Traduit du japonais par Corinne Atlan, Ed 10/18, octobre 2004, 270 pages, 7.5 euros
Compagnons de voyage
K
aime Sumire qui aime Miu, une femme étrange, mais aussi un peu K
qu'elle considère comme son meilleur ami, bref de quoi faire le sujet
d'une pièce existentialiste...Ce roman est celui de la distanciation:
distanciation des sentiments et des rapports humains.En effet, K trace
"une frontière invisible avec les autres" et ne déloge pas des
personnages récurrents de Murakami, à savoir un homme tranquille sans
besoin matériel excessif, épaule sur laquelle on s'appuie facilement et
dont on a besoin, sans pour autant en être amoureux.

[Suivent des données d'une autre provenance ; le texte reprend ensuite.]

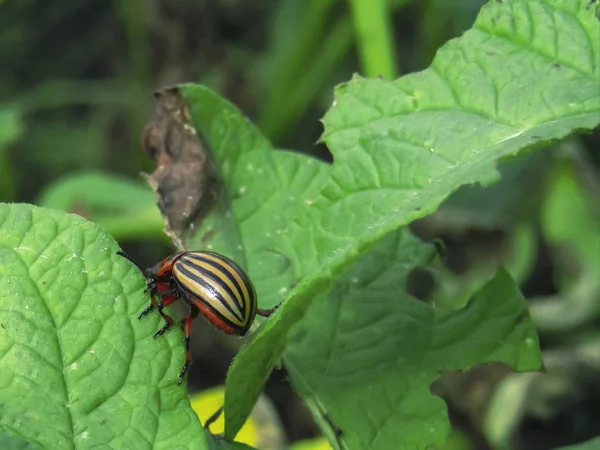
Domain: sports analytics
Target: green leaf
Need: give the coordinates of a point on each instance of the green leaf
(367, 353)
(77, 368)
(592, 444)
(12, 441)
(525, 75)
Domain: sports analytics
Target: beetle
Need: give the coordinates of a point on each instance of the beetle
(211, 284)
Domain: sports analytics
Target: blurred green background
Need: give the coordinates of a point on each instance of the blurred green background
(76, 91)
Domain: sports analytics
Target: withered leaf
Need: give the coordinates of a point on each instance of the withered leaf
(186, 181)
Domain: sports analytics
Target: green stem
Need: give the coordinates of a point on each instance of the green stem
(374, 37)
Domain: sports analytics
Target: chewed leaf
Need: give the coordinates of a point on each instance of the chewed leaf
(367, 352)
(77, 369)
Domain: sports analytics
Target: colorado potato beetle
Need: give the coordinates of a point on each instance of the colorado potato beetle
(211, 284)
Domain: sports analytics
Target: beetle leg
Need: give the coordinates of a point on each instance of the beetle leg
(213, 418)
(267, 312)
(164, 302)
(186, 324)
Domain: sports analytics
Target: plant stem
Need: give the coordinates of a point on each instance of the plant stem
(374, 37)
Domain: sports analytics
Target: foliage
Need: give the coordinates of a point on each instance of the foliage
(330, 240)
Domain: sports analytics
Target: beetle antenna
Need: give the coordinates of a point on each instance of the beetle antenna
(131, 260)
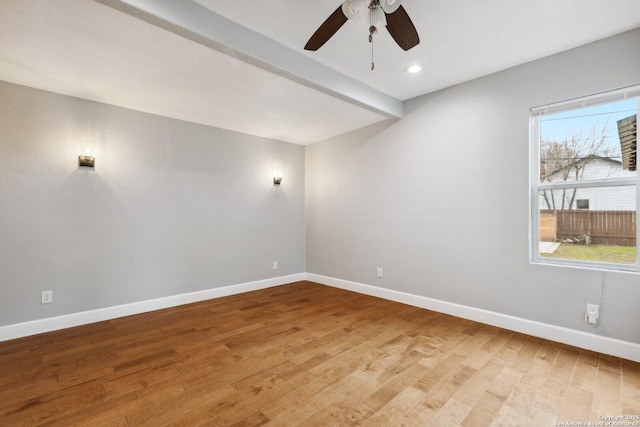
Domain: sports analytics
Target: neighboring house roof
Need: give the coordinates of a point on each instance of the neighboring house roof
(628, 132)
(549, 174)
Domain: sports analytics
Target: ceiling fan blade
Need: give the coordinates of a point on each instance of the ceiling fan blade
(401, 29)
(326, 30)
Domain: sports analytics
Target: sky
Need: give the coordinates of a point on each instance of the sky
(561, 126)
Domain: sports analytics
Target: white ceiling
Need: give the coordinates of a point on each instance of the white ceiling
(185, 60)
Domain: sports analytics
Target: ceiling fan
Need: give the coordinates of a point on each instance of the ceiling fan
(381, 13)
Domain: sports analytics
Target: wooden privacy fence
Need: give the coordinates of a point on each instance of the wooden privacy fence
(605, 227)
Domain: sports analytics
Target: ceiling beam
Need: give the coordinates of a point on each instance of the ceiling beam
(201, 25)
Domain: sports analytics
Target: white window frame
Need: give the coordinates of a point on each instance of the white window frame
(536, 186)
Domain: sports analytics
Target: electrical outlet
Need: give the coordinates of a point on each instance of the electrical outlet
(593, 314)
(47, 297)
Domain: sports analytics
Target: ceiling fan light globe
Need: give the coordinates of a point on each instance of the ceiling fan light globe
(378, 18)
(352, 9)
(390, 6)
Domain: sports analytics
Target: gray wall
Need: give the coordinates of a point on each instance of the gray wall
(439, 199)
(172, 207)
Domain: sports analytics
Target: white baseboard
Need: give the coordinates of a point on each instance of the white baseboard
(606, 345)
(39, 326)
(598, 343)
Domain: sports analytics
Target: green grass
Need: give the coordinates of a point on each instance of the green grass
(599, 253)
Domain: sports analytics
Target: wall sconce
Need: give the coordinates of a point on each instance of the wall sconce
(86, 160)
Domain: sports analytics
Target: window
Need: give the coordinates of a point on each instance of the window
(584, 183)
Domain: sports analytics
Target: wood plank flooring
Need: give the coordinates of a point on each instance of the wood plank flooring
(305, 354)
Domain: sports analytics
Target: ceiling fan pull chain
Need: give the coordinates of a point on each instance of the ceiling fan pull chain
(372, 64)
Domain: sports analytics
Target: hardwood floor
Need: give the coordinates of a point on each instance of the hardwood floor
(305, 354)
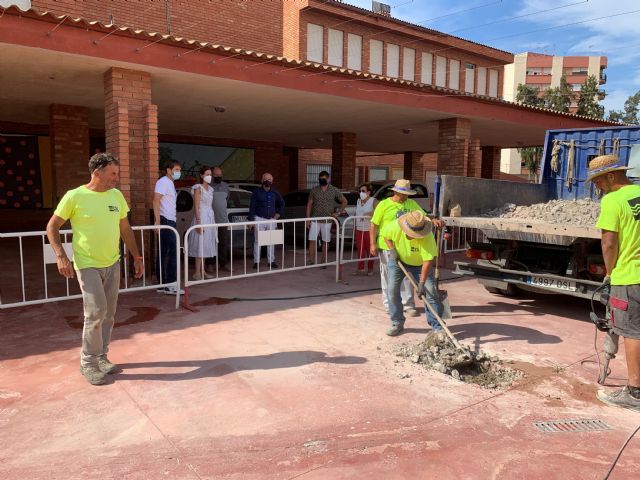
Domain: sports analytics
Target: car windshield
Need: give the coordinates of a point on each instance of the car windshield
(239, 199)
(352, 197)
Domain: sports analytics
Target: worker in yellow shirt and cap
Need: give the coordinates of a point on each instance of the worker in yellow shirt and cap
(410, 241)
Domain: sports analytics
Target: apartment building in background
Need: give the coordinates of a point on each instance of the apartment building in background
(287, 86)
(543, 72)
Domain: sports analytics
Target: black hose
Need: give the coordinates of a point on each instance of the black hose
(241, 299)
(624, 445)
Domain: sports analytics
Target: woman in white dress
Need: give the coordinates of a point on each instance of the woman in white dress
(364, 208)
(203, 242)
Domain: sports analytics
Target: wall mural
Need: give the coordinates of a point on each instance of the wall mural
(20, 183)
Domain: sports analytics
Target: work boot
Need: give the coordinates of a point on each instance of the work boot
(620, 398)
(411, 312)
(395, 330)
(106, 366)
(93, 375)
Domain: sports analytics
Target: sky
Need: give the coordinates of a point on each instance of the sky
(554, 27)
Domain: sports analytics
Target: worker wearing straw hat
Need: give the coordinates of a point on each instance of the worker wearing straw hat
(410, 240)
(386, 212)
(620, 224)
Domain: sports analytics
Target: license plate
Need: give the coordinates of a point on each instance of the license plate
(552, 283)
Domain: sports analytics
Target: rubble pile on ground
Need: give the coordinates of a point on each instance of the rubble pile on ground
(437, 353)
(583, 212)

Distanciation avec
le rapport espace-temps à cause de la disparition étrange de Sumire ,ou
les épisodes de dédoublement de MIu. Rêve, réalité, la frontière entre
les deux est si ténue chez cet auteur que toutes les interprétations
sont possibles. N'empêche que ce triangle amoureux est décrit avec calme
et volupté. Violence et règlements de compte sont absents. Au fur et à
mesure se dégagent deux mondes: celui où les personnages "paraissent" et
évoluent, mais ils ne sont que "des coquilles vides" ayant perdu
l'essentiel, et celui où leurs sentiments sont exacerbés, à fleur de
peau, celui où les fantasmes prennent corps. En fait, je pense qu'il
faut comprendre ce roman comme une immense métaphore amoureuse dans
laquelle les protagonistes peuvent disparaître "comme de la fumée"pour
réapparaître ensuite comme si de rien n'était...Et n'est ce pas le
propre de l'amour de naître, de s'exacerber, de s'atténuer et de faire
semblant de disparaître pour mieux renaître de ses cendres? Tout cela
semble bien compliqué, mais croyez moi, la lecture est loin d'être
difficile ou fastidieuse, bien au contraire!